Afterwards, she was standing on the porch when she smelled cigarette smoke and turned to see Booker leaning against the door frame.

“You stink,” she told him, and turned back.  
After a while, he asked, “Do vacations ever help you?”

“No,” she answered truthfully, glancing back at him. “Not really.”

“Take one anyway,” he said. “It’s better than—” He waved his hand.

She understood. “You’d better too. Somewhere nice. Corfu, Mallorca.”

He coughed into his sleeve and shook his head, barely hiding a smile. “Too many tourists.”
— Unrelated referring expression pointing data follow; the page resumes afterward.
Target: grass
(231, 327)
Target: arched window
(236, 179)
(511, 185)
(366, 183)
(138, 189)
“Go in the winter. No one’s around.”

“That’s even worse.”

It was. She shrugged. “Have it your way.”

He joined her on the steps and peered up into the sky. “Hate to say it, but you should try to sleep.”

“Speak for yourself,” she retaliated.

“Slept on the plane.”

“The hell you did. You never sleep on planes.”

He half-smiled. “How do you know?”

“Two hundred years, that’s how.”

“Only eighty with passenger planes.”

She rolled her eyes. “Eighty years, then.”

Crickets chirped. Somewhere, an owl hooted.

Booker spoke abruptly, breaking the low sound of the night. “You think we’ll—” He stopped and restarted. “Think there’s a point to this?”

She didn’t answer for a while. She knew her answer. She knew Nicky and Joe had their answers.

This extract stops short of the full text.